Graduate Student Spotlight
MSN Family Nurse Practitioner
Student Name: Rocky Sonemangkhara
The University of Texas System has a campus in Washington, D.C. dubbed “The Archer Center.” It invites promising students from both the undergraduate and graduate level to come to the nation’s capital to learn about federal policy and how that relates to their interests. The structured curriculum involves a policy-making course, an independent study, and a full-time internship. I spent twelve weeks participating in the Graduate Archer Fellowship in Public Policy during the summer of 2019, and that was all it took to change my life forever.
My independent study required me to recommend a policy proposal tailored to my interests. As a current registered nurse, I proposed federal mandates on nurse staffing ratios within inpatient settings as a quality improvement initiative. I targeted this issue because I have personally seen how insufficient staffing can negatively impact patient outcomes. I lobbied my proposal to the Senate HELP Committee as well as advocated for the reauthorization of Title VIII, a provision that extends funding for Nursing Workforce Development Programs.
Furthermore, the internship portion offered me the opportunity to utilize what I learned in the classroom setting into practical applications. As an intern with Allergan, a pharmaceutical company, I worked with their Government Affairs Department on various areas of public policy relevant to the life sciences industry. I was involved in complex regulatory and legislative matters important to Allergan.

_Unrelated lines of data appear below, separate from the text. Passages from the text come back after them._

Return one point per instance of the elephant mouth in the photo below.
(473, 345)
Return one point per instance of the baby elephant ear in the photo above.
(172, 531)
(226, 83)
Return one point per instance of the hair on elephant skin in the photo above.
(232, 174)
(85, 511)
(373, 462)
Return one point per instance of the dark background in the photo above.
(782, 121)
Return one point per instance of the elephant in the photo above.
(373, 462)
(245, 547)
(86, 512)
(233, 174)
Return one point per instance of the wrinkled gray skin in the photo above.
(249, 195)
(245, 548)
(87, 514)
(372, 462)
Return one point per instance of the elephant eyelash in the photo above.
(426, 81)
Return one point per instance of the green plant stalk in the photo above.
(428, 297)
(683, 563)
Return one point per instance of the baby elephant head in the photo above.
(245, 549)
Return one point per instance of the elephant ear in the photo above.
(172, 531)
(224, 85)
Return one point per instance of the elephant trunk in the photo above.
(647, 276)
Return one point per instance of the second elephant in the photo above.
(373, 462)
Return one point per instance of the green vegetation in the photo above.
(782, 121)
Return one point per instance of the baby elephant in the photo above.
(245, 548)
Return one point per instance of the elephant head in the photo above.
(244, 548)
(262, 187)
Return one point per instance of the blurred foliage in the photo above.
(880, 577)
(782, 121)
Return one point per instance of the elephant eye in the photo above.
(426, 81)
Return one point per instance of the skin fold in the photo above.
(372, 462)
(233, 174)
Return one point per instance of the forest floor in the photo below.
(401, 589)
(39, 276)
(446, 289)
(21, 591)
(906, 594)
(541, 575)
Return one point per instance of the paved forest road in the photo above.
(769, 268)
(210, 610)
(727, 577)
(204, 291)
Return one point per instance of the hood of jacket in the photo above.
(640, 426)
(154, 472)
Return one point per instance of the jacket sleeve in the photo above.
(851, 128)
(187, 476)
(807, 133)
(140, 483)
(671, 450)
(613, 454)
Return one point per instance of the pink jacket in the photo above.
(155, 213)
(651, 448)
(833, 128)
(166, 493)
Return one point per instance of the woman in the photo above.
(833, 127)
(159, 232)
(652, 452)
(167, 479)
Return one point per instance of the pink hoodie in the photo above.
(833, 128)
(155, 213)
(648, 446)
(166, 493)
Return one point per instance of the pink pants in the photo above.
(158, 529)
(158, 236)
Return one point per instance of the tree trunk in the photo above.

For example, one of my contributions were formal comments on important matters before the Centers for Medicare and Medicaid Services (CMS) and the Food and Drug Administration. I called upon my first-hand clinical experiences in hospital systems and connected them to the current real-world needs of health care professionals and their patients to improve the quality of policy recommendations. I also developed policy briefs to communicate government trends with key organizational leaders within the company, assisted in drafting regulatory comments to increase public access to pharmaceutical products, wrote policy nominations to protect intellectual property against activities that posed health and safety concerns, and coordinated strategic proposals for state plan amendments to request permissible program changes within CMS. The association between class material and the experience derived from the internship has highlighted the importance of strategic political maneuvers in order to gain favorable outcomes.
My experiences, however, went beyond professional development. My personal growth came from making friends with students from the other University of Texas campuses and networking with many professionals in Washington D.C. My classmates fueled my passion for public policy while also providing me a modality of maintaining my work-life balance. I traveled to Maryland, Massachusetts, New York, and Virginia to tour and sightsee. We got invited to The White House, The Pentagon, the House and Senate Galleries at the U.S. Capitol, and the live taping of NBC’s Meet the Press. We also visited different monuments, museums, theaters, and congressional hearings. We celebrated during the Pride Parade, Independence Day, and various other events too. Networking allowed me the opportunity to meet with many professionals in my field and taught me the soft skills like how to talk to people. This skill, in particular, landed me a temporary internship within the office of U.S. Representative Louie Gohmert, where I worked with his Health Legislative Assistant on Medicare Part D reform.
I cannot say enough about how this opportunity has impacted my life and how I view what I can do for patients beyond the bedside setting. This experience has promoted my interests to pursue a career that marries my passion for public service and policy. It gave me both the tangible and intangible skills to impact the public health of my community.